The prime ministers of Poland, Slovenia and the Czech Republic took a long and perilous train ride into Kyiv to visit Ukrainian president Volodymyr Zelensky and show their support for the country.
Poland’s Mateusz Morawiecki, Slovenia’s Janez Janša and Czech Republic’s Petr Fiala, accompanied by Poland’s deputy prime minister, Jaroslaw Kaczynski, are the first Western leaders to visit Ukraine since Russia invaded the country on Feb. 24.
Morawiecki shared a photo of the group studying a map of Ukraine in a room on the train after they arrived on his Twitter, writing, “It is here, in war-torn Kyiv, that history is being made. It is here, that freedom fights against the world of tyranny. It is here that the future of us all hangs in the balance.”
They met with Zelensky on Tuesday (Mar. 15) evening as a curfew began in Kyiv.
“Your visit is a powerful expression of support for Ukraine,” Zelensky told the group.
“Europe stands with you,” Fiala told Ukrainians in a press conference after the meeting. “The main goal of our visit and the main message of our mission is to say to our Ukrainian friends that they are not alone.”

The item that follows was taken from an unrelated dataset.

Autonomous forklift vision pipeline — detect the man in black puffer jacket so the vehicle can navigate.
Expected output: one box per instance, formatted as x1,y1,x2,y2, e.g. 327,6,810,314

He tweeted that the leaders would “present a broad package of support for Ukraine and its citizens during the visit” adding that international organizations including the United Nations had been informed of the visit.
The Polish government said the three EU leaders were acting as “representatives of the European Council” and the visit was made in agreement with the presidents of the European Commission and European Council.
“Europe must guarantee Ukraine’s independence and ensure that it is ready to help in Ukraine’s reconstruction,” Janša tweeted.
The leaders returned to Poland on Wednesday morning, according to Polish authorities.